FYI: Reaching the maximum limit for 401(k) contributions (which is $19,000 in 2019 and an additional $6,000 for those 50 and older) is not an easy feat, and only a fraction of investors actually accomplish it. Only 13% of participants maxed out their 401(k) in 2017 (when the limit was $18,000), according to a 2018 Vanguard report about its investors. What’s more, these investors had higher incomes, were older and had longer tenure at their employers. Comparatively, 9.1% of workers whose 401(k) plans are managed by Fidelity Investments reached the cap, up slightly from 9% at the end of 2017 and 8.1% at the end of 2013. Boomers were most likely to max out their 401(k) plans, followed by Generation X, and lastly millennials.
Regards,
Ted
https://www.marketwatch.com/story/maxing-out-a-401k-is-surprisingly-rare-but-may-be-easier-than-you-think-2019-03-05/print
Comments
BUT still not happy about all the tax have to pay extras from div bonds income - think 15% cap gain from all div incomes
my next goals maybe getting DEFINED BENEFITS once find out more info about these programs
Like Investor, we maxed out whatever was available to us.
When the median household income is around $60k, how can you expect a high % of people maxing out 401(k)s? $18k would be 30% going to retirement savings - just not going to happen.
Couple thoughts: The IRS allows a generous catch-up provision during a worker’s later years if they failed to max out in early years. I learned of it accidentally through an “overheard” conversation at work. It proved a great way to make up for my lackluster contributions earlier. Folks nearing retirement (age 50+) should look into it. Think it depends on your employer’s willingness to allow it. https://www.kiplinger.com/article/retirement/T047-C001-S001-the-rules-for-making-ira-401-k-catch-up-contributi.html
Second thought: It’s hard to tell exactly what % of one’s disposable income maxing out would take. Remember the tax deferral one receives when contributing at work. When I was working, a buck contributed was costing something like 75 cents out of pocket - give or take.
On the other hand, if you include all the other taxes we pay in addition to income tax (sales tax, car & boat licensing fees, property tax, phone tax, gas tax, tax on alcoholic beverages & tobacco, social security tax, etc) than your disposable income is really much lower than first appears. That would make maxing out a really onerous option for lower wage workers. Heck, it could easily take 30% or even 40% of their disposable income.
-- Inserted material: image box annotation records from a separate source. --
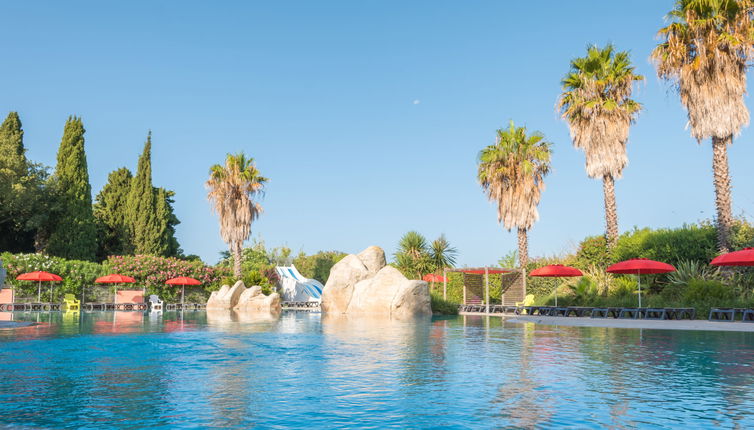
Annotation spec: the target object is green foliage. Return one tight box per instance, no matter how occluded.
[103,255,230,300]
[393,231,458,279]
[47,116,97,260]
[0,252,106,301]
[576,236,608,269]
[126,132,162,255]
[0,112,51,252]
[94,167,133,261]
[155,188,183,257]
[429,292,458,315]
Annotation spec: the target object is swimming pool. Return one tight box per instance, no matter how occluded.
[0,312,754,428]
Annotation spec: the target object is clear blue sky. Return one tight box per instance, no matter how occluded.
[0,0,754,265]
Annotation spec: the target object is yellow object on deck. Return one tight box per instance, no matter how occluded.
[516,294,534,306]
[63,294,81,311]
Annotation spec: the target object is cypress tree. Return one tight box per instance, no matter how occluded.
[0,112,47,252]
[127,131,161,255]
[94,167,133,260]
[155,187,182,257]
[47,116,97,260]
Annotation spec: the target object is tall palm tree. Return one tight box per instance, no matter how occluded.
[652,0,754,251]
[477,121,552,268]
[206,152,268,279]
[558,44,644,247]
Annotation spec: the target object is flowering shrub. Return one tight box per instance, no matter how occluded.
[103,255,230,300]
[0,252,230,301]
[1,252,105,300]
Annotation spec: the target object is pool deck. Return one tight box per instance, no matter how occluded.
[461,313,754,332]
[0,321,35,329]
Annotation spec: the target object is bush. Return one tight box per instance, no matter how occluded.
[429,292,458,315]
[0,252,106,300]
[104,255,229,301]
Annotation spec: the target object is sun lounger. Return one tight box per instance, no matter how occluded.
[708,308,746,321]
[618,308,643,319]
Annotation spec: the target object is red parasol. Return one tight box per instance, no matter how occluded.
[165,276,202,310]
[94,273,136,303]
[16,271,63,302]
[529,264,584,307]
[710,248,754,266]
[607,258,675,307]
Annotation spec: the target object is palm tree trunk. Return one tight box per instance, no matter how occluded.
[518,228,529,269]
[712,135,733,252]
[230,242,241,281]
[602,175,618,248]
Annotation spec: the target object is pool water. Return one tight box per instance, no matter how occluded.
[0,312,754,429]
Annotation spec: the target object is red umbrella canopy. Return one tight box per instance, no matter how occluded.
[422,273,446,282]
[165,276,202,285]
[710,248,754,266]
[607,258,675,275]
[94,273,136,284]
[16,272,63,282]
[529,264,584,278]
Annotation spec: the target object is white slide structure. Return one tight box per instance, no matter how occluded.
[275,265,325,302]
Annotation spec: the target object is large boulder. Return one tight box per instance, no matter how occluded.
[321,254,369,314]
[207,281,246,309]
[356,246,387,275]
[233,285,282,315]
[322,246,432,318]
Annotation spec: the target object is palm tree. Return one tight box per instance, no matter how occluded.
[652,0,754,251]
[206,152,267,279]
[477,121,552,268]
[558,44,644,247]
[429,234,458,270]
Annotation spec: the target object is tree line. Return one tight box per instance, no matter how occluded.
[0,112,182,261]
[477,0,754,267]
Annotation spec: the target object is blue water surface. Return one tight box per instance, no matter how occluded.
[0,312,754,429]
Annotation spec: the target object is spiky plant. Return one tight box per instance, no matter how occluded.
[558,44,644,247]
[477,121,552,268]
[206,152,268,279]
[429,234,458,270]
[652,0,754,251]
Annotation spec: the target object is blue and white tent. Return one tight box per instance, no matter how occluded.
[275,265,325,302]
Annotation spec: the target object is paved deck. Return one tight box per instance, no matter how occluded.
[496,314,754,332]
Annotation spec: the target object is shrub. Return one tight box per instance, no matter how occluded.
[429,292,458,315]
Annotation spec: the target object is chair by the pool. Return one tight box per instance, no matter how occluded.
[149,294,162,311]
[63,294,81,311]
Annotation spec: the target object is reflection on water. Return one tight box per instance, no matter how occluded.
[0,311,754,428]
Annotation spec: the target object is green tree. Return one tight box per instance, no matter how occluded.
[206,152,268,279]
[0,112,50,252]
[47,116,97,260]
[94,167,133,260]
[126,131,163,255]
[155,187,182,257]
[652,0,754,251]
[558,44,644,248]
[477,121,552,268]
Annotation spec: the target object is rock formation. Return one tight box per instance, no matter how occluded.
[207,281,281,315]
[322,246,432,318]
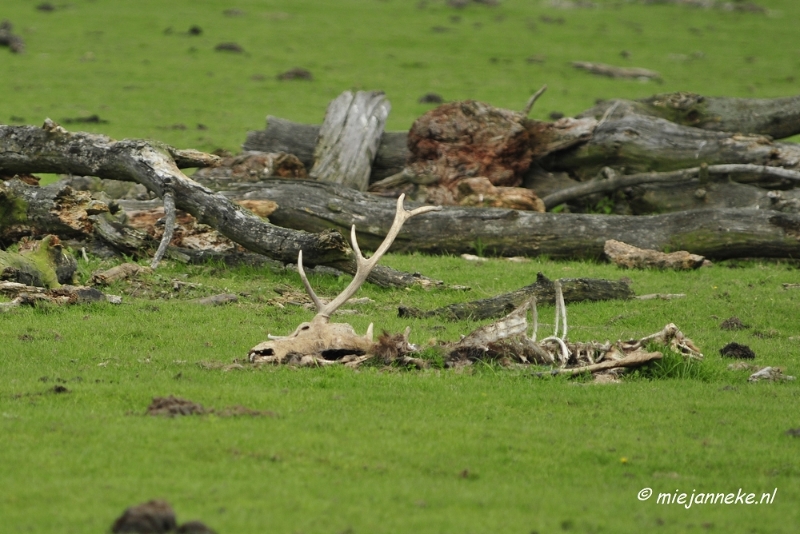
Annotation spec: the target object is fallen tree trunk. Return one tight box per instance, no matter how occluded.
[310,91,391,191]
[398,273,634,321]
[223,180,800,259]
[540,113,800,181]
[242,115,410,182]
[542,165,800,209]
[578,92,800,139]
[0,123,438,286]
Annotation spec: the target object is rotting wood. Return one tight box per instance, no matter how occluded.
[0,282,122,311]
[577,92,800,139]
[0,119,441,287]
[309,91,391,191]
[0,235,78,289]
[540,113,800,181]
[242,115,409,181]
[223,180,800,260]
[572,61,661,80]
[542,164,800,209]
[603,239,706,271]
[398,273,634,321]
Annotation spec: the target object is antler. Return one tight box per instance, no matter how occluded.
[297,194,442,322]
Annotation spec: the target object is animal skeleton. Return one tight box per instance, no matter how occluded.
[248,195,442,365]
(In contrast, the "regular" contributions by highly compensated employees may be limited by law if they contribute way more than mere peons. This is to keep the plan fair. But the catch up amount is unconditional; employer cannot reduce it.)
FYI, here's a description of the nondiscrimination rules for high wage earners. It's complicated.
https://www.goodfinancialcents.com/401k-limits-for-highly-compensated-employees/
This of course does not take into account cost of living expenses of the locality. Some while $120k is a lot of money in some places, in some high cost cities it does not leave a lot of disposable income. This limit especially hits people working in smaller companies in these localities.
A married couple making 90k would probably find themselves in a similar situation where maxing a 401k may not be the best option even if the money could be spared.